Configuration guide¶

Overview¶

You can configure session factory in 2 steps:

Pick desired session features and add corresponding SQL Alchemy ORM Classes (Mixins) to the bases list of your model.

The library will detect mixin combination and enable corresponding session features.
Note

It’s much better to exclude mixins of features that you are not planning to use:
- your database will save some resources
- the library will run a bit less code
- if you accidentally try to enable a timeout setting that depends on a missing mixin, you will get explicit error at startup instead of a runtime error.
Apply session settings - globally, or per-session (if the setting is configurable at runtime). Global settings are provided at startup, and per-session settings use global settings as defaults. In case global settings are not provided, library defaults will be used as globals. (see Configuration settings reference)

Note

Timeout-related features have settings also deciding if the feature is enabled or not:

idle_timeout
absolute_timeout
renewal_timeout

For these features, even if corresponding mixin is included, the feature will not work when the setting value is None.

Model configuration¶

In the following example we configure a session storing user ID, having non-runtime-configurable Absolute Timeout and runtime-configurable Idle Timeout. The example also showcases:

ability to customize model columns - we use UUID as User ID instead of the default integer.
eager-loading of the user object.

from sqlalchemy import (
  Column,
  ForeignKey,
)
from sqlalchemy.dialects.postgresql import UUID
from sqlalchemy.orm import relationship
from pyramid_sqlalchemy_sessions import (
    BaseMixin,
    UseridMixin,
    AbsoluteMixin,
    ConfigIdleMixin,
)
# Using default declarative Base provided by the cookiecutter.
from .meta import Base

class Session(
    UseridMixin,
    AbsoluteMixin,
    ConfigIdleMixin,
    BaseMixin,
    Base,
    ):
    __tablename__ = 'session'

    userid = Column(UUID(as_uuid=True), ForeignKey('user.id'))
    # user instance loaded automatically when user is logged in.
    user = relationship('User', backref='sessions', lazy='joined')

Note

Runtime-configurable features mixins subclass their non-configurable versions, so you don’t need to include both.

Tip

Don’t forget to add DB indexes to your session table! The library doesn’t provide one, as it’s difficult to create universal index solution for all mixin configurations and different DB engines.

Working with settings¶

Some settings only meant to be set once and forgotten, such as cookie_name or dbsession_name.
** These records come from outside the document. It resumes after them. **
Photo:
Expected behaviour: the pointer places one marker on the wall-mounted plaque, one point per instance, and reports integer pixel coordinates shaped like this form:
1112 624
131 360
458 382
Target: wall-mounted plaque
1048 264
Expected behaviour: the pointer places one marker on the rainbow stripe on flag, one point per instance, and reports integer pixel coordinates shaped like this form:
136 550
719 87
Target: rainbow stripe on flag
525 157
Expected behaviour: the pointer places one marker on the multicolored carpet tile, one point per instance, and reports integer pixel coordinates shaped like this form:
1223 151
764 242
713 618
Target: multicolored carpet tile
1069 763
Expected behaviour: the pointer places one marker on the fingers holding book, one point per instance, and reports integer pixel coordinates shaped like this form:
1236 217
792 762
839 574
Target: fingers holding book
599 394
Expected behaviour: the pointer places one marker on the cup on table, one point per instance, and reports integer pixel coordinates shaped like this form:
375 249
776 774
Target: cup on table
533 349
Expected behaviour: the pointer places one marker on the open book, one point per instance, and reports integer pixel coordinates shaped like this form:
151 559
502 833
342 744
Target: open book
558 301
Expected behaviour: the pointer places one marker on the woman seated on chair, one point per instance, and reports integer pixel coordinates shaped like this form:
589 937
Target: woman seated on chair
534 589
But most other settings are accessable and even configurable at runtime (if the corresponding session model mixin is enabled).

You can access current session settings using the settings object:

# Read
idle_timeout = request.session.settings.idle_timeout
# Settings is also a dict-like object.
absolute_timeout = request.session.settings['absolute_timeout']

By default you can only read the settings. But when you enable a runtime-configurable feature, it’s settings can be changed also:

# Suppose configurable cookie settings feature is enabled.
# You need to put settings in editable mode first.
request.session.settings.edit()
request.session.settings.cookie_max_age = 12345
# When you are done, you need to save it.
# Settings are always validated before saving.
request.session.settings.save()
# You can use settings as context manager so that edit and save
# is called automatically
with request.session.settings as s:
    s['cookie_max_age'] = 54321

Note

Currently changing of settings works only for a new session, otherwise you will get a SettingsError exception.

Note

The session implementation provided by the library is lazy, and will not persist clean session, so any changes of settings for such sessions also won’t be persisted in the DB.